# Notebook Title: AfyaMum Bot: AI-powered pregnancy support chatbot

## Introduction
This notebook utilizes the power of Llama 2, an open-source large language model, in combination with a comprehensive document on Maternal Reproductive Health to offer expectant mothers tailored information and support. Maternal health during pregnancy is of utmost importance, and this notebook aims to empower expectant mothers with personalized insights, risk assessment, prevention methods, and guidance for a healthier pregnancy journey.

## How it works?
1. **Data Input**: Expectant mothers provide information on how they feel through Whatsapp

2. **Personalization**: Llama 2 will process the input data to generate personalized recommendations and assessments.
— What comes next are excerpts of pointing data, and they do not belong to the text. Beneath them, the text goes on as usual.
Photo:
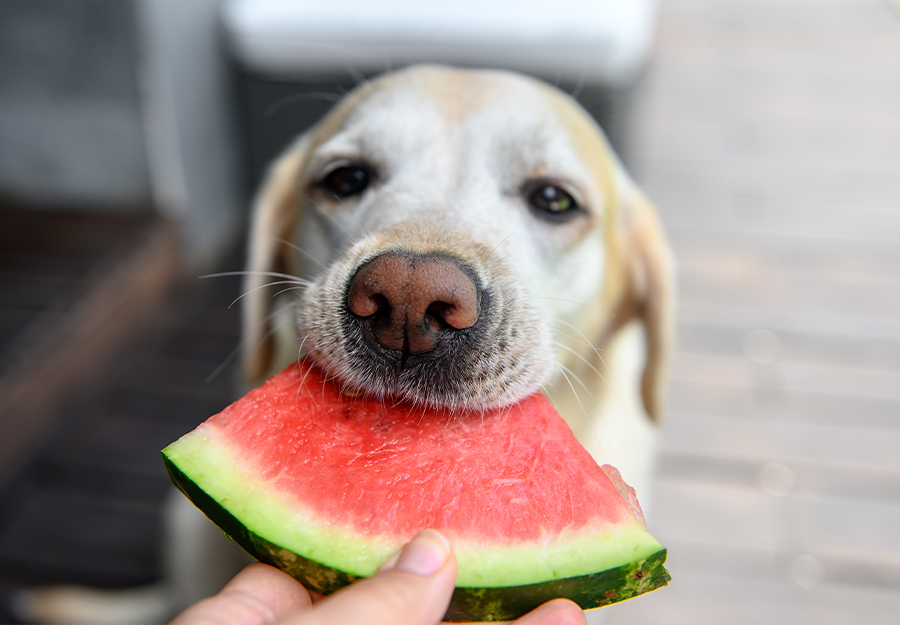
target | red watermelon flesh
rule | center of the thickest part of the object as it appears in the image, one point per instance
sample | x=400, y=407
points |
x=328, y=485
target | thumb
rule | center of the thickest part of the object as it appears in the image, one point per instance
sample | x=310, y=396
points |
x=412, y=588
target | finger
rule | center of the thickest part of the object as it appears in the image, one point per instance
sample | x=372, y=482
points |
x=414, y=589
x=258, y=595
x=556, y=612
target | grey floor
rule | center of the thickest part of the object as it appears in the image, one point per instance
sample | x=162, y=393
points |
x=769, y=137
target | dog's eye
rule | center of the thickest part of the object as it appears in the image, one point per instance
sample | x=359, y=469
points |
x=552, y=201
x=346, y=181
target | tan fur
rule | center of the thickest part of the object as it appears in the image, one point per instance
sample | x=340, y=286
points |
x=570, y=290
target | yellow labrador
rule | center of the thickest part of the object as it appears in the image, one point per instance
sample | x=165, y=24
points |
x=459, y=239
x=463, y=239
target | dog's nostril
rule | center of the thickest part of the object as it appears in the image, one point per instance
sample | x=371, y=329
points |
x=409, y=303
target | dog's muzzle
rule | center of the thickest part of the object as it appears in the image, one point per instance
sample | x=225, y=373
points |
x=412, y=306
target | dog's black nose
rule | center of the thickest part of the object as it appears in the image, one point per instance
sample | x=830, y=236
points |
x=410, y=303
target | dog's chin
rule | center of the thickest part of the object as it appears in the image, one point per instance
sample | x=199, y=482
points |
x=446, y=381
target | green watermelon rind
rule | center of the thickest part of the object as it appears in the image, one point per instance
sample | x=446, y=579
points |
x=468, y=603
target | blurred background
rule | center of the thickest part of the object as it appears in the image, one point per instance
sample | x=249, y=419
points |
x=767, y=132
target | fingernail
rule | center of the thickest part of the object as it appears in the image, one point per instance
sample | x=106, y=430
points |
x=425, y=555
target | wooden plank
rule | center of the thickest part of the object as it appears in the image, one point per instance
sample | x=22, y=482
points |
x=93, y=330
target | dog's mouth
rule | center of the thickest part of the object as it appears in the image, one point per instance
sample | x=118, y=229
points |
x=423, y=328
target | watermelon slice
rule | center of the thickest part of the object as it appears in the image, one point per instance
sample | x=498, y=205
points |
x=327, y=485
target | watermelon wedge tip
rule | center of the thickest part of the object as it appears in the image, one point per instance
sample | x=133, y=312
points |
x=327, y=485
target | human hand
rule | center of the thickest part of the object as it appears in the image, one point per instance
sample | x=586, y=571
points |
x=412, y=588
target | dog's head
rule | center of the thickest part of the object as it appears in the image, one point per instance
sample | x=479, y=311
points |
x=461, y=238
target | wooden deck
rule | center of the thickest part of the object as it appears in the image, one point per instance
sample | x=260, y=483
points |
x=769, y=137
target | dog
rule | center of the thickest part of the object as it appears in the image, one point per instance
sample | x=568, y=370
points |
x=461, y=239
x=457, y=239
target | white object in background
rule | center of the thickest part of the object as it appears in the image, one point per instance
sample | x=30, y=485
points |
x=604, y=42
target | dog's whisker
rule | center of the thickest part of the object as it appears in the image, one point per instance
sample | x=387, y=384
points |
x=583, y=359
x=268, y=274
x=234, y=353
x=297, y=284
x=293, y=288
x=591, y=425
x=300, y=250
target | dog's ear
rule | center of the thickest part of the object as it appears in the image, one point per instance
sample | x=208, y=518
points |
x=649, y=291
x=275, y=213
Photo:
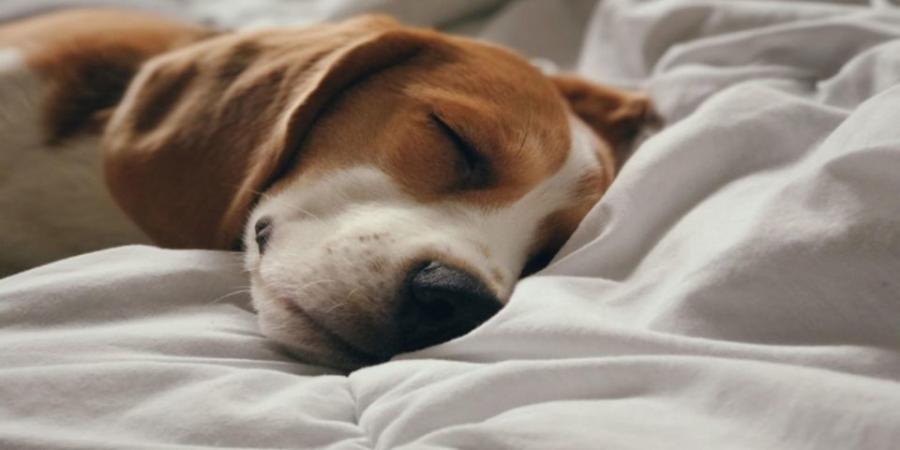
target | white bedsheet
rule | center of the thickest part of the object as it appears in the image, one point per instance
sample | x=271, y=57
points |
x=737, y=288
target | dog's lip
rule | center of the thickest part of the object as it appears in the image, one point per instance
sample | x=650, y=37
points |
x=340, y=343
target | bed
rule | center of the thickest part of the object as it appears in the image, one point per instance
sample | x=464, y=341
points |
x=737, y=288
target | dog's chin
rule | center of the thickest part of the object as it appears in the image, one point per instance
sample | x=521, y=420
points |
x=285, y=323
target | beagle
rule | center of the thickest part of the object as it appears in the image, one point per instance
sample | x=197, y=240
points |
x=388, y=185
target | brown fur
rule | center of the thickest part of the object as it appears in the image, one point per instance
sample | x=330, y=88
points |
x=212, y=120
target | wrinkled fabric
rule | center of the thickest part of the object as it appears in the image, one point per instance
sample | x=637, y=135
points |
x=737, y=288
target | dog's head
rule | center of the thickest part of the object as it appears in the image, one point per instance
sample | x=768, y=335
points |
x=390, y=184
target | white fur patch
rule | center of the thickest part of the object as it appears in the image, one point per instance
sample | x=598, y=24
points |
x=53, y=201
x=341, y=245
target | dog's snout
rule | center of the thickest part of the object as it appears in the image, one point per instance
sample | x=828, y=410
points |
x=440, y=303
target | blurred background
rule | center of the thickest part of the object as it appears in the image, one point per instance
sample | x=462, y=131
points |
x=551, y=30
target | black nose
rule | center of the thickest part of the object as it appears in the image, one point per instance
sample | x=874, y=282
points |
x=441, y=303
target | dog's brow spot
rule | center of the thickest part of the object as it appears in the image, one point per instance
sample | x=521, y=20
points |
x=497, y=276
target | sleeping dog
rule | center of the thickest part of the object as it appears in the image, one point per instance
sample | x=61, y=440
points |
x=388, y=185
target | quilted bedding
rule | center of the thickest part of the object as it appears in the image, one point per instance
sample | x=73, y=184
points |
x=737, y=288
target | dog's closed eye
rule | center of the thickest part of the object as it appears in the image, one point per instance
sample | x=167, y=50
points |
x=474, y=170
x=263, y=229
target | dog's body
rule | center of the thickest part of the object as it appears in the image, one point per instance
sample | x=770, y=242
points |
x=390, y=183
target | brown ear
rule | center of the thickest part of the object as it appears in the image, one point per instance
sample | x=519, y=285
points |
x=615, y=115
x=203, y=130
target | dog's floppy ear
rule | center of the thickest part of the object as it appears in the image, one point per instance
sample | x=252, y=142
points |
x=203, y=130
x=615, y=115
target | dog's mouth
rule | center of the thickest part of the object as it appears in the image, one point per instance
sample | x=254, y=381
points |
x=356, y=356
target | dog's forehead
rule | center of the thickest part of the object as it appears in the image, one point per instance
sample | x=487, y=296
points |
x=507, y=110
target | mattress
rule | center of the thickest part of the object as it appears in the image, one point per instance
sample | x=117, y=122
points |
x=737, y=288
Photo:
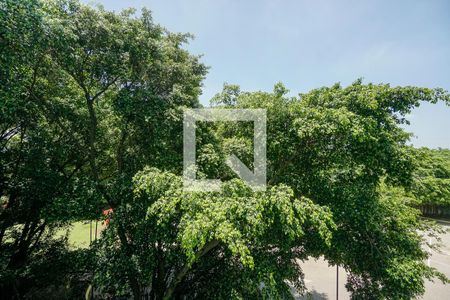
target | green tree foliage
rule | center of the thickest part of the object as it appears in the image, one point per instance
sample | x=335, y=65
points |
x=91, y=108
x=214, y=245
x=336, y=146
x=431, y=185
x=88, y=97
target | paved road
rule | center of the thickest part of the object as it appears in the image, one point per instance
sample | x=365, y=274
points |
x=320, y=279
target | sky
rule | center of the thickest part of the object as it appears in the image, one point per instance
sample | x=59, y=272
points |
x=309, y=44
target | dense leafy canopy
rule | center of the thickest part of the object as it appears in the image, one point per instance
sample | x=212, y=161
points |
x=91, y=106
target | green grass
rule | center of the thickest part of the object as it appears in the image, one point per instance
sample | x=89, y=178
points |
x=79, y=233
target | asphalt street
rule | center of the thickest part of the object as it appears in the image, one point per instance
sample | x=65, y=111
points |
x=320, y=278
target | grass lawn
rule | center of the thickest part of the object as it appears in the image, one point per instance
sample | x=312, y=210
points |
x=79, y=233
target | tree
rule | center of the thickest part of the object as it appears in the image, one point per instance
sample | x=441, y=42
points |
x=336, y=146
x=431, y=185
x=91, y=116
x=88, y=98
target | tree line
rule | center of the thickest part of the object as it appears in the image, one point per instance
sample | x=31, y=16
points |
x=91, y=106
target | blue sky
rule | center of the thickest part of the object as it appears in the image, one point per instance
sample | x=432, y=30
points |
x=308, y=44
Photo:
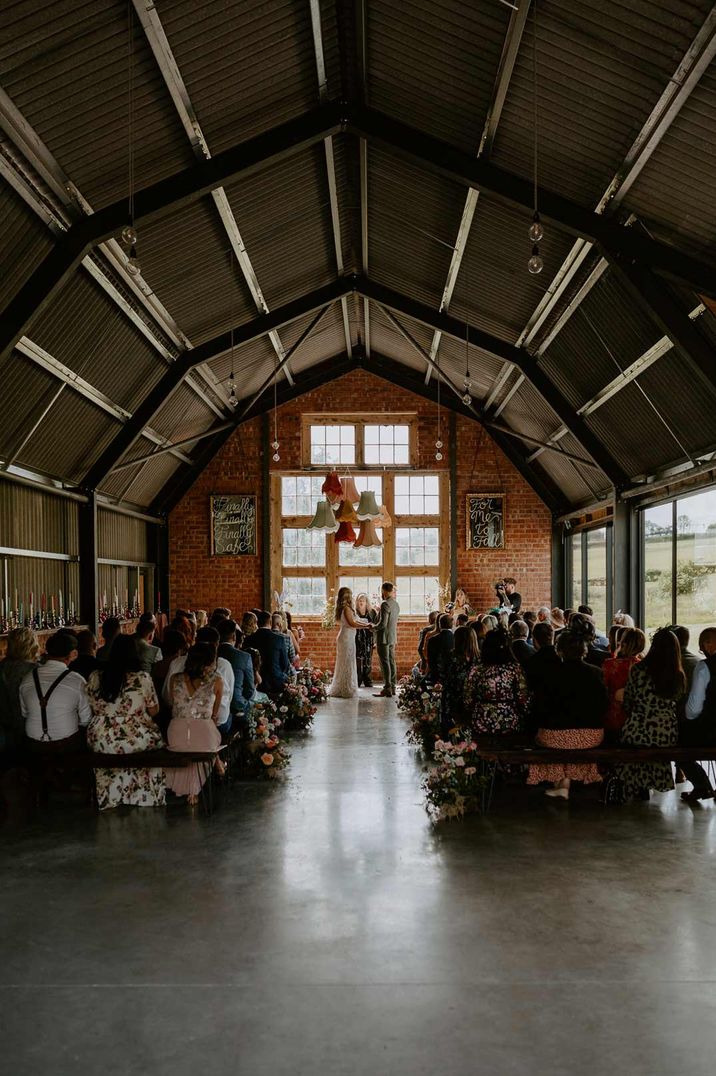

The Personalized Maternal Reproductive Health Guide, powered by Llama-2, aims to provide expectant mothers with the knowledge, tools, and support needed for a healthy and informed pregnancy journey.


In [1]:
#!pip install python-dotenv
#!pip install openai

In [2]:
#!pip install --upgrade langchain

In [3]:
#!pip install chromadb

## Using OpenAI's GPT-3.5 to do prompt engineering

### 1.0: Loading the required packages

In [4]:
import os
import openai
import sys
sys.path.append('../..')
from dotenv import load_dotenv, find_dotenv
_ = load_dotenv(find_dotenv())

openai.api_key = os.environ['OPENAI_API_KEY']

In [5]:
import datetime
current_date = datetime.datetime.now().date()
if current_date < datetime.date(2023, 9, 2):
    llm_name = "gpt-3.5-turbo-0301"
else:
    llm_name = "gpt-3.5-turbo"
print(llm_name)

gpt-3.5-turbo


In [6]:
langchain_tracing_v2 = os.environ['LANGCHAIN_TRACING_V2']
langchain_endpoint = os.environ['LANGCHAIN_ENDPOINT']
langchain_api_key = os.environ['LANGCHAIN_API_KEY']

In [8]:
from langchain.vectorstores import Chroma
from langchain.embeddings.openai import OpenAIEmbeddings
persist_directory = 'docs/chroma/'
embedding = OpenAIEmbeddings()
vectordb = Chroma(persist_directory=persist_directory, embedding_function=embedding)

In [None]:
from langchain.chat_models import ChatOpenAI
llm = ChatOpenAI(model_name=llm_name, temperature=0)
llm.predict("Hello!")

'Hello! How can I assist you today?'

In [None]:
# !pip install tiktoken

In [None]:
# Build prompt
from langchain.prompts import PromptTemplate
template = """Use the following pieces of context to answer the question at the end. If you don't know the answer, just say that you don't know, don't try to make up an answer. Use three sentences maximum. Keep the answer as concise as possible. Always say "Thanks for asking and I'm optimistic everything will be well!" at the end of the answer. 
{context}
Question: {question}
Helpful Answer:"""
QA_CHAIN_PROMPT = PromptTemplate(input_variables=["context", "question"],template=template,)

# Run chain
from langchain.chains import RetrievalQA
question = "What are the major causes of pregnancy complications?"
qa_chain = RetrievalQA.from_chain_type(llm,
                                       retriever=vectordb.as_retriever(),
                                       return_source_documents=True,
                                       chain_type_kwargs={"prompt": QA_CHAIN_PROMPT})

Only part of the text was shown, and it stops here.